The strengths of the study include the ability to generalise the results and conclusions to the entire population of Czech adolescents aged 11–15 years because of the nationally representative sample of participants and the uniform methodology used in the same time frame of data collection. There was strict adherence to an international research protocol using a standardised questionnaire, which allows for subsequent international comparison. The main methodological limitation of this study is the possibility of response bias resulting from the participants’ subjective responses; however, this possibility was avoided by including questions and response items that met strict validity and reliability requirements [5]. Furthermore, the cross-sectional design of the study does not allow for causal interpretation of the results on the relationship between behavioural characteristics related to individuals’ energy balance and the prevalence of obesity; however, genetic factors alone do not explain the global obesity epidemic [3], and therefore socioeconomic factors must also be considered [49].

Conclusions

There were no significant changes in the prevalence of obesity among adolescent girls and boys between 2018 and 2022, but the highest prevalence of obesity among adolescents from low-SES families compared to adolescents from medium- or high-SES families persisted.
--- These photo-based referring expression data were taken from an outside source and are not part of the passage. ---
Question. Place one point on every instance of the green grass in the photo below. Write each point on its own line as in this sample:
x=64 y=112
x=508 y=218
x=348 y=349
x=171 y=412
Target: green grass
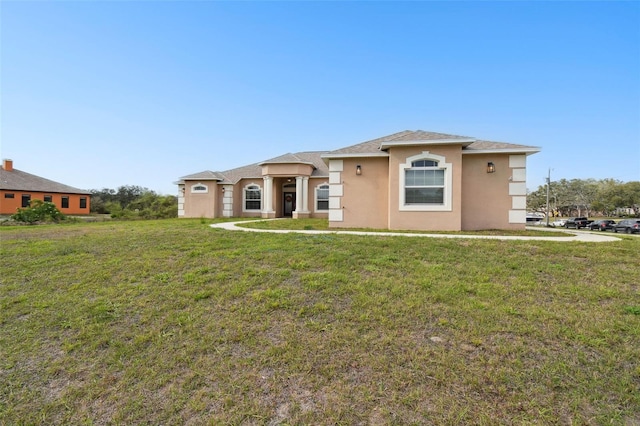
x=173 y=322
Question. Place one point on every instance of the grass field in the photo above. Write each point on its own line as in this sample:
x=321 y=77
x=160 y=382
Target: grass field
x=173 y=322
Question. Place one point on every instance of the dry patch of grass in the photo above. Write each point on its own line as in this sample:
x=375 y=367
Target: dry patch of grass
x=172 y=322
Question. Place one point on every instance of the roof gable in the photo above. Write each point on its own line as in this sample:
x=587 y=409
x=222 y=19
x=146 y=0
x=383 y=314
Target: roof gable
x=17 y=180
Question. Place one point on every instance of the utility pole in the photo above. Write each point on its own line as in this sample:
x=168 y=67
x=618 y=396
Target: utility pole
x=548 y=184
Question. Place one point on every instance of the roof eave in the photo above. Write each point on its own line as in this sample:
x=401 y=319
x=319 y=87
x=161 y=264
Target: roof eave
x=456 y=141
x=527 y=151
x=353 y=155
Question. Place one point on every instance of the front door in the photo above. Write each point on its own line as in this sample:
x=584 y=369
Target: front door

Obesity, because of a long-term positive energy balance mediated by imbalanced behaviour, is most pronounced in adolescents from low-SES families. It was confirmed that significantly lower odds of obesity in adolescents from low-SES families are associated with regular participation in recommended PA, shorter ST duration, and not skipping regular breakfast. Insufficient sleep is associated with significantly higher odds of obesity in adolescents from families with medium and high SES.